Nearly 2/3 of small business owners and 9 out of 10 California voters
support non-discriminatory health care coverage for mental disorders.
In an April, 1998 poll of small businesses by the California Chamber
of Commerce, 65% of business owners said they support a state mandate that
mental health coverage be in their health plans, even if it increases premiums
up to 5%.
In a November, 1997 poll of California registered voters by the Field
Institute, 90% of poll respondents supported health insurance plans covering
mental illnesses in the same way diseases such as diabetes, asthma and other
chronic physical diseases are covered.
Brain disorders and diseases affect nearly 25% of Americans.
Every year, over 50 million adults -- at least 22 percent of the U.S.
adult population -- suffer from diagnosable brain disorders or diseases
with behavioral symptoms.
18 million Americans are affected by depression each year -- twice as
many as are affected by coronary artery disease.
The high costs to society and businesses of untreated and undertreated
brain diseases are well- documented.
Although approximately 2.8% of American adults have severe brain disorders
such as schizophrenia, manic-depression, severe depression, obsessive compulsive
disorder, and panic disorder, they are about 25% of the people on federal
SSI and SSDI and about 33% of the homeless.
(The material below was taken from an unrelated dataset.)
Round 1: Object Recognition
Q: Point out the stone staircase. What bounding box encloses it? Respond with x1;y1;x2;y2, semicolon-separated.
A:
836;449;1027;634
Because of inadequate coverage,
persons with severe brain diseases exhaust their resources and end up on
Medi-Cal in disproportionate numbers.
The MIT Sloan School of Management reported in 1995 that clinical depression
costs American businesses $28.8 billion a year in lost productivity and
worker absenteeism.
Equality in health care coverage could help the state save money.
In 1993, the National Mental Health Advisory Council concluded that equality
in coverage for severe brain illnesses would result in a net savings of
$2.2 billion a year.
9% of new admittees to California prisons suffer from serious biological
mental disorders, according to a recent report by the Legislative Analyst.
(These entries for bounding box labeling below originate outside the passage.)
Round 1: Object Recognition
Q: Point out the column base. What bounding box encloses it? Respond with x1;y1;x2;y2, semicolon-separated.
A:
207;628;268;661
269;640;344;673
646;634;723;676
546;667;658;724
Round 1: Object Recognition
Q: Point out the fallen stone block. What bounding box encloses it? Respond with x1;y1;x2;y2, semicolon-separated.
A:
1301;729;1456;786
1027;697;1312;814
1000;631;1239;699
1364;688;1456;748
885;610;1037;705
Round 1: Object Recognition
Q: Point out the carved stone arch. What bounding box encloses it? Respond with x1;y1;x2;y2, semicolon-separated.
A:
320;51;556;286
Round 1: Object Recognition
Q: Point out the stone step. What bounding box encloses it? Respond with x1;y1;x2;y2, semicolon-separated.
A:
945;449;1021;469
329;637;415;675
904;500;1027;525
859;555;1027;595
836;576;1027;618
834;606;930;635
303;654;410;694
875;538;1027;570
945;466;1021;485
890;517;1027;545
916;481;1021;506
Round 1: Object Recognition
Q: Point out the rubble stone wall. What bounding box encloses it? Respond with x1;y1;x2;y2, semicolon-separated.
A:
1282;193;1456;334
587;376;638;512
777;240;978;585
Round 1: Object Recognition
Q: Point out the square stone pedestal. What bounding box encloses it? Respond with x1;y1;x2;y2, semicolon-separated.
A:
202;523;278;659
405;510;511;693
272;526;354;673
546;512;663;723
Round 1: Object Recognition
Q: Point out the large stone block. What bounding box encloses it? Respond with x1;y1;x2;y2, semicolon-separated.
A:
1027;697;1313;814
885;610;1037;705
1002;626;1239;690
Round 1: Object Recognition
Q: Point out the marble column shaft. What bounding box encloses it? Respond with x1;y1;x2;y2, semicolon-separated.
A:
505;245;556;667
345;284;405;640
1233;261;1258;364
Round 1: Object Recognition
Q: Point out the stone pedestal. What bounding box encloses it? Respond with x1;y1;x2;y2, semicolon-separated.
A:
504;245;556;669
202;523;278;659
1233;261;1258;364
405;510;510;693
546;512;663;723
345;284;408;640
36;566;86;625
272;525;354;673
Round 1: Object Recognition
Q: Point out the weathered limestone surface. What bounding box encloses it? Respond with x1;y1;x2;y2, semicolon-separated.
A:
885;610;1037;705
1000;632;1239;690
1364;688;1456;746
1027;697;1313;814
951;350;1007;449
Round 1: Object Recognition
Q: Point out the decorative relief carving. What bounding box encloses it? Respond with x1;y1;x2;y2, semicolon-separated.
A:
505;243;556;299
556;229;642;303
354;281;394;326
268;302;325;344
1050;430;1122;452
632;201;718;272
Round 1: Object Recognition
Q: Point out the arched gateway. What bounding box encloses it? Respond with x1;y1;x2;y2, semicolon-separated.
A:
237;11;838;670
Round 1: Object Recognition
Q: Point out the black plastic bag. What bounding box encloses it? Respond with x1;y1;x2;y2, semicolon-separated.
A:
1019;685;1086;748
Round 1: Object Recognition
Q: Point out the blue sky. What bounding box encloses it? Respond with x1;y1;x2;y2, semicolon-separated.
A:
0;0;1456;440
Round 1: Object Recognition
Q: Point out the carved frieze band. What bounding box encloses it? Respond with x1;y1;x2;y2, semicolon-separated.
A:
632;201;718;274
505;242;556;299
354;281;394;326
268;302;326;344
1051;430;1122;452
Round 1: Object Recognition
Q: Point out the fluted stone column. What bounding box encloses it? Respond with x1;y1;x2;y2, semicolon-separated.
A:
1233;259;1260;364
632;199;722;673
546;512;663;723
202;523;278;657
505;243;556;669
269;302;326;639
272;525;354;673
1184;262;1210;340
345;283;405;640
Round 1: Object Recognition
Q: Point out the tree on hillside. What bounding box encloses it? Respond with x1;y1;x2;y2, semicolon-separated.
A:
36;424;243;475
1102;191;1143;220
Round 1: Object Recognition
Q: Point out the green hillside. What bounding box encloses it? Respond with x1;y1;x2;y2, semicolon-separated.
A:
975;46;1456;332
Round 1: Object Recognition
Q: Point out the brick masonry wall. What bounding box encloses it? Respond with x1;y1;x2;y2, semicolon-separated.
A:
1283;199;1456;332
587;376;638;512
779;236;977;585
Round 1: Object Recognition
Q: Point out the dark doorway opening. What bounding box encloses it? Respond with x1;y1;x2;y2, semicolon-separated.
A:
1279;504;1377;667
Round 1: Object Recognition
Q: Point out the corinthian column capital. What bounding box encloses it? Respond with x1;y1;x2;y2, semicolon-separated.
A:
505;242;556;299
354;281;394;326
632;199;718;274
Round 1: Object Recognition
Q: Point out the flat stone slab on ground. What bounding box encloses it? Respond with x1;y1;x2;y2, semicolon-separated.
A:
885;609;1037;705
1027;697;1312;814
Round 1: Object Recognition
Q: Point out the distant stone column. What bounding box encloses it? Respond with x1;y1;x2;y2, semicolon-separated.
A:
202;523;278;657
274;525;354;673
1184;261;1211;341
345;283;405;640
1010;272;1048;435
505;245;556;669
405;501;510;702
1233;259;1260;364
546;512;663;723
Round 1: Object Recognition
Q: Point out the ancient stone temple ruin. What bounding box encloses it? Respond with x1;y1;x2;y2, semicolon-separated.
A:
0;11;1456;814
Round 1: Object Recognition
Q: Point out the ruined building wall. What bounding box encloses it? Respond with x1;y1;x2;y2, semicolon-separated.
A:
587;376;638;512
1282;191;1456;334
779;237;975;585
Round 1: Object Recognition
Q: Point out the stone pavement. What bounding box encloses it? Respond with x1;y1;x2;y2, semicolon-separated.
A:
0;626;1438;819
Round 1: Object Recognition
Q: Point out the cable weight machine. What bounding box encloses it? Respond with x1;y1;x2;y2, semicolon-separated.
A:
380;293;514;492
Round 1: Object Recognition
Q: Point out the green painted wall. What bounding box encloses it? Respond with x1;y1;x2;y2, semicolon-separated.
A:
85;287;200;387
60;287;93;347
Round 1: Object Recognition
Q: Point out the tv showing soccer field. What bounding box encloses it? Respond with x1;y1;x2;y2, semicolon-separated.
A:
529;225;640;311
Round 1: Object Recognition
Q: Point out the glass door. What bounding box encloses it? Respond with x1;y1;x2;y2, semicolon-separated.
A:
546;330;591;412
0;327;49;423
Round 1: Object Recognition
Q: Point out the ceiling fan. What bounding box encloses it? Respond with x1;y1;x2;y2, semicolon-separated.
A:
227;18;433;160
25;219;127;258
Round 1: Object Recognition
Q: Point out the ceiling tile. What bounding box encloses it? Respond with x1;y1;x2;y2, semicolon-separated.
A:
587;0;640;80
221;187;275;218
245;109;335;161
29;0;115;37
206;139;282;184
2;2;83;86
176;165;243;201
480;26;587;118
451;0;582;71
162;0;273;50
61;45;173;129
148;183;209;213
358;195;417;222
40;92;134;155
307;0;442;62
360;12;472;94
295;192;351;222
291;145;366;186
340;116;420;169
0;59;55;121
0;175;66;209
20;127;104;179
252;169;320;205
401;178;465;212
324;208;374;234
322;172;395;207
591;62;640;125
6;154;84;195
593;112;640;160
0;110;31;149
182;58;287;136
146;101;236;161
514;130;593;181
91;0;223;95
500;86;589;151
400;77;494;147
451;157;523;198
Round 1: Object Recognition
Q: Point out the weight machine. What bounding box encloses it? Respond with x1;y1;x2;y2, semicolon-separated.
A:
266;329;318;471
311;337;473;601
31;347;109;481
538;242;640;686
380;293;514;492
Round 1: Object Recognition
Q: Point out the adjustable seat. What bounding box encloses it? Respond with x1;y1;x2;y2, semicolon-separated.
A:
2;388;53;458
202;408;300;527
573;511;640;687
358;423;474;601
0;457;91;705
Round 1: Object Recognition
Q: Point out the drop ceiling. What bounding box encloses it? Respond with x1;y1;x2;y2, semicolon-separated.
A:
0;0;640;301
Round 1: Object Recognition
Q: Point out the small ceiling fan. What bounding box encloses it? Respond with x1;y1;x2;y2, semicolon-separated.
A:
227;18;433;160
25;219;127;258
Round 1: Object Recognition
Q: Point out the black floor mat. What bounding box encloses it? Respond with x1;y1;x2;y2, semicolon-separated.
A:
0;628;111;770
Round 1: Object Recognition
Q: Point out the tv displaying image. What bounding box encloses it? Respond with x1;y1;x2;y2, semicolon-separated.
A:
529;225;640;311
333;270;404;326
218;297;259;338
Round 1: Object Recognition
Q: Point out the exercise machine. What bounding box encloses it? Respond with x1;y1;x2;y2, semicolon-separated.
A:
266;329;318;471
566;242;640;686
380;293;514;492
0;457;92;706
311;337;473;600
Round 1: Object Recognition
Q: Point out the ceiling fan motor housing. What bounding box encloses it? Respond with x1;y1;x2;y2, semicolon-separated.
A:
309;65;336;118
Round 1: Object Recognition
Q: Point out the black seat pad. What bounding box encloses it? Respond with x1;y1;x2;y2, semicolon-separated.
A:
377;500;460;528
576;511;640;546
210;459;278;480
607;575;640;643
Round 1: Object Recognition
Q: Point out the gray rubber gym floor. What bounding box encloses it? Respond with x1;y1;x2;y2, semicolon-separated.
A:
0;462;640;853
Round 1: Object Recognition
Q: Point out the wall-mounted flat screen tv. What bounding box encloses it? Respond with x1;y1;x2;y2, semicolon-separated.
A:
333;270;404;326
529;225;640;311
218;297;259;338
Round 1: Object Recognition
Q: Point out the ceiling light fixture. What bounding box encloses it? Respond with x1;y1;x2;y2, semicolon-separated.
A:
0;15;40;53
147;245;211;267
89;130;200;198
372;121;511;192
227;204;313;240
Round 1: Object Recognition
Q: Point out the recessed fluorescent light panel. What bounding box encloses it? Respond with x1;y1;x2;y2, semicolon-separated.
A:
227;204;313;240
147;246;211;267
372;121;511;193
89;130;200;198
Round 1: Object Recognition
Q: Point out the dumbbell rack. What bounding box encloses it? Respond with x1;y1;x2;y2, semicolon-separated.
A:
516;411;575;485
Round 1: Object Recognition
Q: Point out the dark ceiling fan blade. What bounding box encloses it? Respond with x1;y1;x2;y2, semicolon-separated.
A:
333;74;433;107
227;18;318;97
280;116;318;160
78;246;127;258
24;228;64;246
Nationally, an estimated 7% of prison inmates--seven times the general
population--have schizophrenia. Effective treatment could greatly reduce
this, saving society significant costs in crime, incarceration, and human
suffering.
Advances in medical science have yielded successful and cost-effective
treatments for brain disorders in the last two decades.
Major depression can be treated successfully with antidepressant medications
and psychotherapy in 65 to 80% of all cases - a success rate which exceeds
many current common medical treatments for non-psychiatric illnesses, such
as angioplasty, which is only 41% successful.
Clozapine treatment for schizophrenia saves an average of $23,000 in
treatment costs per patient annually, largely by reducing the need for hospitalization.